Forgot to add I hate having a charger but the cordless models are way easier to use.


----------



## pmach1jeff

I have to agree with jfish. A regular knife is just no match for a larger fish. The Filletzall set up seems to fit the bill since we are cleaning 50 or more large fish at a time for our charter customers. My captain wants to get the fish clean and customers on their way ASAP so he can get back to drinking beer and telling lies . lol


----------



## joey1919

I bet I could cut myself real good with that thing.


----------



## trippcasey

Id rather have a regular knife. Bones dull them, but stones sharpen them pretty quick. Ive stood toe to toe with an electric knife and get more meat and a better filet every time. I use a 7" for trout, reds, and flounder, but break out the 9" for the big daddy sheeps. To each his own though. Whatever works for you, works for you. I actually enjoy using a traditional knife to cut filets. There is a certain amount of skill and art involved in it, and I am far from mastering that. But that is what makes it cool to me.


----------



## NCHillbilly

I guess my point is that I don't cut through bones on big fish. I use the knife to fillet the meat off of the bones. If you're cutting through the bones, yep, a big electrical knife would be the ticket.


----------



## mr otter

I worked in a fish house for years and no one cuts rib cages, if it takes more than 4 cuts per side you are wasting time.  We cleaned for charter captains every evening for $.60 a lb. Bigger fish are way easier and more profitable.  Sounds like your Capt. Needs some filleting lessons.  Next time I hit the filet table I'll post a video.


----------



## DrK

A serrated Dexter Russel will do that job easily


----------



## jfish

internet forums and responses never seem to amaze me..


----------



## BriarPatch99

Since pmach1jeff asked a question about a blade ... and in post #15 ... I gave him a solution ... but I didn't have a photo ... but I do now ... it will take a little grind work to make it fit a Mini reciprocating saw ... this is a 10 " version ....

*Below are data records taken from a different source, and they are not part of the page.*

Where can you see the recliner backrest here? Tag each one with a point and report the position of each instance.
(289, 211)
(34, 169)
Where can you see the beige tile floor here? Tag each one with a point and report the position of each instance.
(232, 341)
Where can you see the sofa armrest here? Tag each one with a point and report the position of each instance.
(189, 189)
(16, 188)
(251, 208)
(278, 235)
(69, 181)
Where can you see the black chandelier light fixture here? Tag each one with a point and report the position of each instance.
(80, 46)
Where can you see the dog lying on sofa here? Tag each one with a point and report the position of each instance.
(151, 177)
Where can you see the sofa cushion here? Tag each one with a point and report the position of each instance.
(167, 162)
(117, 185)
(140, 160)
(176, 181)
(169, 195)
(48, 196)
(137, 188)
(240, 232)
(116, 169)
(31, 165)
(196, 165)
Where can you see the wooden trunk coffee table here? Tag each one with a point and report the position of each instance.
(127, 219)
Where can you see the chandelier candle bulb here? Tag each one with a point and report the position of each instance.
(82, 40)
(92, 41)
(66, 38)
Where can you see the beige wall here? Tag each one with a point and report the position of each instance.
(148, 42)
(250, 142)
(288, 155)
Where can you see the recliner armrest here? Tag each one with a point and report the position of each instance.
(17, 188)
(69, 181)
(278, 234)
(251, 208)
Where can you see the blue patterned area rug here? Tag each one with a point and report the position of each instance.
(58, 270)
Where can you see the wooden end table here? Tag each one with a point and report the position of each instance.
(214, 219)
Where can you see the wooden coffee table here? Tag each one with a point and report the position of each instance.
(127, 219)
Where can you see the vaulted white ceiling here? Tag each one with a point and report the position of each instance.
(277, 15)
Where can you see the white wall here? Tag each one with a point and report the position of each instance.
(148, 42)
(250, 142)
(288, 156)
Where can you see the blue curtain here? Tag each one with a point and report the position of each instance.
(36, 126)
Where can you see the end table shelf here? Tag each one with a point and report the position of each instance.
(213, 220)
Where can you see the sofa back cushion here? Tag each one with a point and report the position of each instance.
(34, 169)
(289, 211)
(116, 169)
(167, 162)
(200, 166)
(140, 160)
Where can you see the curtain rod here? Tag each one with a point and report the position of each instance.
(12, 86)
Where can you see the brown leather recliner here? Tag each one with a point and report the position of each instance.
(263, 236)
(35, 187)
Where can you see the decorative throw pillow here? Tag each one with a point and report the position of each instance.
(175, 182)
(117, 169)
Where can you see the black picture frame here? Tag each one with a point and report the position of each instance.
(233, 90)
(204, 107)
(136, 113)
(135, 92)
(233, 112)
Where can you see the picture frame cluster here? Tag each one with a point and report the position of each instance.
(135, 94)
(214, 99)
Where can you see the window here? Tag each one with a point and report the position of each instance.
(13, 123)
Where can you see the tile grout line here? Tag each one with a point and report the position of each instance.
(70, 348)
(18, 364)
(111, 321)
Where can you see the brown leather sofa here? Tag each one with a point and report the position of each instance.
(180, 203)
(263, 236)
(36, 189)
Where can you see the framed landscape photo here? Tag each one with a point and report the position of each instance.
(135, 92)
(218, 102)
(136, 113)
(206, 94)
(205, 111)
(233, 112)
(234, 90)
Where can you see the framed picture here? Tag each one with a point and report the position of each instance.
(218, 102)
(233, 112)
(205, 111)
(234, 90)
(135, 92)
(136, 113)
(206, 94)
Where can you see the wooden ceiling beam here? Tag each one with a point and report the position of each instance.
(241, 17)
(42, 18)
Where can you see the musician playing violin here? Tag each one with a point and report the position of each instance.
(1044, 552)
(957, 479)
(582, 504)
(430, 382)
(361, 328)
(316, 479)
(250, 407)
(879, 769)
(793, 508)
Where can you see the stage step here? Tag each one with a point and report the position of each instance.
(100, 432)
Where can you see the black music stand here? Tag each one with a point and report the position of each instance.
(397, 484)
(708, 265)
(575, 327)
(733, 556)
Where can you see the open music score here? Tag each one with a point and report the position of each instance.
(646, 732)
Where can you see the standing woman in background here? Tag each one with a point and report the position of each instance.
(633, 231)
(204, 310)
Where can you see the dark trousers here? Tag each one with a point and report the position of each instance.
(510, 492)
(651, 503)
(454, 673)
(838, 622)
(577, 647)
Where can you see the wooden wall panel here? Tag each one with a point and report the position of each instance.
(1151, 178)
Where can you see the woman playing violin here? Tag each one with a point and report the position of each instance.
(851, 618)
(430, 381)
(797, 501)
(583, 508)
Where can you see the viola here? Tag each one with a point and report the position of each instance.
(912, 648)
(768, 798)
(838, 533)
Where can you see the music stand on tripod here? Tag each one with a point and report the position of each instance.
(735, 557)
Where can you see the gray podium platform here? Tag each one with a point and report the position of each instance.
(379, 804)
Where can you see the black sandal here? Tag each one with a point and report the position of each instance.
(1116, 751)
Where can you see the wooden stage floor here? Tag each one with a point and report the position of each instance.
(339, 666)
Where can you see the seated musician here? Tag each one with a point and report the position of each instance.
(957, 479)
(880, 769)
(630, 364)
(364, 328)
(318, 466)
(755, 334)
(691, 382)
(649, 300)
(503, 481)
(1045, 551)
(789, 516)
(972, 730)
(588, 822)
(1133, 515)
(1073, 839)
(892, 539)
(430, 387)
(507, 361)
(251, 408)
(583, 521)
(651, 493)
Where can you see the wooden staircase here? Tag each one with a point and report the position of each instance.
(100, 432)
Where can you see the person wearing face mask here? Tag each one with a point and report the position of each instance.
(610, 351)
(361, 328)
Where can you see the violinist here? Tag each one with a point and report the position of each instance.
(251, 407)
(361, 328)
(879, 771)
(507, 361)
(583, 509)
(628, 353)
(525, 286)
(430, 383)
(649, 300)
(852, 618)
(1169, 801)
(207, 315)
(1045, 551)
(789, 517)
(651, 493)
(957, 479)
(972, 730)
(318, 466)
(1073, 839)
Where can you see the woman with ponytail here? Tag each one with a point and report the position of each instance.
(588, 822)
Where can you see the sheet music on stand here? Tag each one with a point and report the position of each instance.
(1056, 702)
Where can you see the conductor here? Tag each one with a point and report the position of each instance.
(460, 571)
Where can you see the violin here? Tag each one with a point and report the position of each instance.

These cloth cutter blades are razor sharp and are made of good steel ... a person would have to be extra careful with one of them ... as you would with any really sharp knife .... these are used in  reciprocating"knives" used in the garment industry to cut cloth stacked as deep as 8"/10" ... and these cut it like butter ...


----------



## The black stick of death

Serrated knife for the thick bones


----------